A MINISTRA DE ESTADO DA SAÚDE, no uso das atribuições que lhe conferem os incisos I e II do parágrafo único do art. 87 da Constituição, e
Considerando o disposto no art. 19-U da Lei nº 8.080, de 19 de setembro de 1990, e o julgado no Recurso Extraordinário 1.366.243, originário do Tema de Repercussão Geral nº 1234, em trâmite no Supremo Tribunal Federal – STF, resolve:
Art. 1º Esta Portaria estabelece regras procedimentais para o ressarcimento interfederativo relativo a valores financeiros despendidos decorrentes de ordens judiciais referentes a fornecimento de medicamentos, conforme parâmetros e critérios fixados nos acordos homologados pelo Supremo Tribunal Federal – STF, no âmbito do Recurso Extraordinário 1.366.243, originário do Tema de Repercussão Geral nº 1234.
CAPÍTULO I
DISPOSIÇÕES GERAIS
Art. 2º Para os fins desta Portaria, entende-se por:
I – Componente Especializado da Assistência Farmacêutica – CEAF: estratégia de acesso a medicamentos no âmbito do SUS, caracterizado pela busca da garantia da integralidade do tratamento medicamentoso, em nível ambulatorial, cujas linhas de cuidado estão definidas em Protocolos Clínicos e Diretrizes Terapêuticas publicados pelo Ministério da Saúde, divididos em três Grupos:
a) Grupo 1: medicamentos sob responsabilidade de financiamento pelo Ministério da Saúde, sendo dividido em:
1. Grupo 1A: medicamentos com aquisição centralizada pelo Ministério da Saúde e fornecidos às secretarias de saúde dos estados e Distrito Federal, sendo delas a responsabilidade pela programação, armazenamento, distribuição e dispensação para tratamento das doenças contempladas no âmbito do Componente Especializado da Assistência Farmacêutica; e
2. Grupo 1B: medicamentos financiados pelo Ministério da Saúde mediante transferência de recursos financeiros para aquisição pelas secretarias de saúde dos estados e Distrito Federal sendo delas a responsabilidade pela programação, armazenamento, distribuição e dispensação para tratamento das doenças contempladas no âmbito do Componente Especializado da Assistência Farmacêutica.

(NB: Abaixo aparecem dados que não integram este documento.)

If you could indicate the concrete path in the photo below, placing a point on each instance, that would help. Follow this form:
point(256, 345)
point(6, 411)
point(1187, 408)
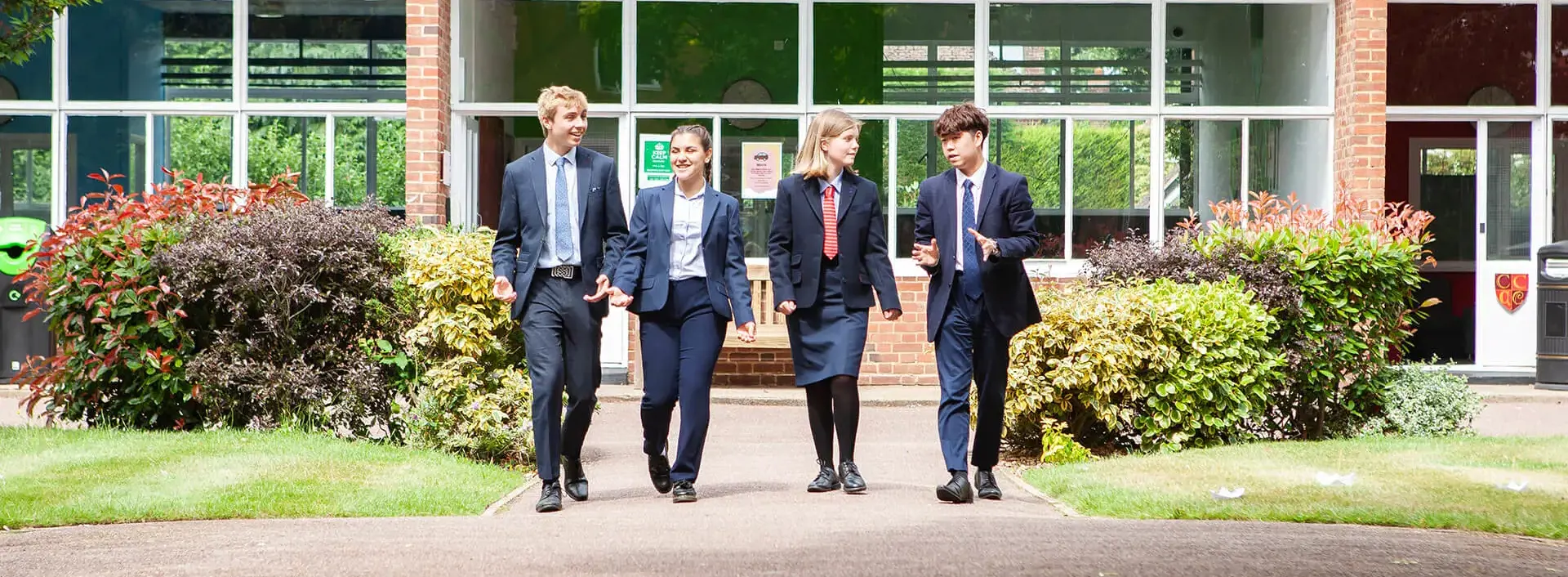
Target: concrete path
point(756, 518)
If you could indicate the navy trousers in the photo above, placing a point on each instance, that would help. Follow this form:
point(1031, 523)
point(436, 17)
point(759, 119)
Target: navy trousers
point(562, 341)
point(681, 347)
point(969, 350)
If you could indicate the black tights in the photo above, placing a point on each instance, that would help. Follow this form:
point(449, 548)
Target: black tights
point(835, 404)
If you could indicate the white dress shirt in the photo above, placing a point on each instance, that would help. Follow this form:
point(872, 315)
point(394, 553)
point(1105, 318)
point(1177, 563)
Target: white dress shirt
point(959, 215)
point(686, 237)
point(548, 257)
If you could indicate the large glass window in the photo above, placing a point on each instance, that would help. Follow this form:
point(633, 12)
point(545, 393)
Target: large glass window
point(369, 160)
point(893, 54)
point(32, 80)
point(1111, 182)
point(195, 146)
point(328, 52)
point(1034, 148)
point(1247, 56)
point(1070, 54)
point(1454, 56)
point(117, 145)
point(717, 52)
point(289, 145)
point(513, 49)
point(153, 51)
point(25, 168)
point(1203, 165)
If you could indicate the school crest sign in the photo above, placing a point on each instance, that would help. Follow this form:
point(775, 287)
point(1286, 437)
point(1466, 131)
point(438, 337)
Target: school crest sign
point(1512, 290)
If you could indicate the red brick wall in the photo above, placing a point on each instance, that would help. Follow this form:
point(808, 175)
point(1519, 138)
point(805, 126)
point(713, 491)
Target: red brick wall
point(1360, 96)
point(429, 107)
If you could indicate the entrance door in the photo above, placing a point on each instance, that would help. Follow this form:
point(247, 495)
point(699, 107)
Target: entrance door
point(1504, 247)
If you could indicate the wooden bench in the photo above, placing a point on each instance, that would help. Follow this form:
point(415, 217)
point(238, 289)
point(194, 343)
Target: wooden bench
point(770, 324)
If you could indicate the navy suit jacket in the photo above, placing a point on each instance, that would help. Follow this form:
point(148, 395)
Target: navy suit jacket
point(795, 245)
point(521, 230)
point(1007, 215)
point(645, 266)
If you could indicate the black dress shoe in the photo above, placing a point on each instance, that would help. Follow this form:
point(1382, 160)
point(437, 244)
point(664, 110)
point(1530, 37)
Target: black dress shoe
point(686, 493)
point(852, 477)
point(826, 481)
point(576, 481)
point(659, 471)
point(957, 490)
point(985, 485)
point(549, 498)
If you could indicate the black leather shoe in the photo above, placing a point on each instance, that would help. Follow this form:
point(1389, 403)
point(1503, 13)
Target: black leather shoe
point(576, 481)
point(852, 477)
point(686, 493)
point(549, 498)
point(985, 485)
point(957, 490)
point(826, 481)
point(659, 471)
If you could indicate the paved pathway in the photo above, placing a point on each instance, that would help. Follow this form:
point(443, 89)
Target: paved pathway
point(756, 518)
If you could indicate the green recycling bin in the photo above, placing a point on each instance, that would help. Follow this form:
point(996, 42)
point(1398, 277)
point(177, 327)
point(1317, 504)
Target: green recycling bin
point(18, 339)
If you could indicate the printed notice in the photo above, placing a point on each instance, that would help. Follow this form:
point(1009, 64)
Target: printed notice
point(761, 168)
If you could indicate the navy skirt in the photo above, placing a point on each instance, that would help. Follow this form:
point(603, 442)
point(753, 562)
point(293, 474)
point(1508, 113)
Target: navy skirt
point(828, 339)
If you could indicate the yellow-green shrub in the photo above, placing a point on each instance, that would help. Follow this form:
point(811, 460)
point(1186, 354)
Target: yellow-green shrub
point(470, 392)
point(1142, 365)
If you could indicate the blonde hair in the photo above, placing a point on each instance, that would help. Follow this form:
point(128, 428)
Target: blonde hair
point(554, 97)
point(814, 163)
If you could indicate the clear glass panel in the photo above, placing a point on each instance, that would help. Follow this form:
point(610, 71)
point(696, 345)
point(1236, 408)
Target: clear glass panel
point(1203, 165)
point(1509, 190)
point(1559, 176)
point(153, 51)
point(920, 157)
point(753, 155)
point(369, 155)
point(328, 52)
point(289, 145)
point(893, 54)
point(195, 146)
point(519, 47)
point(1111, 182)
point(1290, 157)
point(33, 78)
point(107, 143)
point(1036, 150)
point(1070, 54)
point(1249, 56)
point(717, 52)
point(1455, 56)
point(25, 172)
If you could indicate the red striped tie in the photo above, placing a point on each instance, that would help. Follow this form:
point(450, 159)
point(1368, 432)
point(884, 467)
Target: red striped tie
point(830, 217)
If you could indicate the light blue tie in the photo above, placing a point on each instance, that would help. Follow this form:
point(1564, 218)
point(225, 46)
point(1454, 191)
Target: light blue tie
point(564, 215)
point(971, 278)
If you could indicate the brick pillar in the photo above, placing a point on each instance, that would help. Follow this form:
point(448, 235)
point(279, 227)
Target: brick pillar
point(429, 109)
point(1360, 96)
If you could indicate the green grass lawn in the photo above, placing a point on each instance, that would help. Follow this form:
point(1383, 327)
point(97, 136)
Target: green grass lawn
point(1432, 483)
point(61, 477)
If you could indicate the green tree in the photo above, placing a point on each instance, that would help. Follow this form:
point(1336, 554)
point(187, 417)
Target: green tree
point(27, 24)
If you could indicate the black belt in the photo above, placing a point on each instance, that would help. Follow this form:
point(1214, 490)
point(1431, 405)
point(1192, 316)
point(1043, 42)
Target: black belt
point(560, 271)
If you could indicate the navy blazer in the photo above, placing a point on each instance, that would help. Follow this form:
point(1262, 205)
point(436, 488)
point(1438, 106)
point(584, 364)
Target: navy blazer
point(645, 266)
point(1007, 215)
point(519, 232)
point(795, 245)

b) Grupo 2: medicamentos sob responsabilidade das secretarias de saúde dos estados e do Distrito Federal pelo financiamento, aquisição, programação, armazenamento, distribuição e dispensação para tratamento das doenças contempladas no âmbito do CEAF; e
c) Grupo 3: medicamentos sob responsabilidade das secretarias de saúde do Distrito Federal e dos municípios para aquisição, programação, armazenamento, distribuição e dispensação e que está estabelecida em ato normativo específico que regulamenta o Componente Básico da Assistência Farmacêutica – CBAF.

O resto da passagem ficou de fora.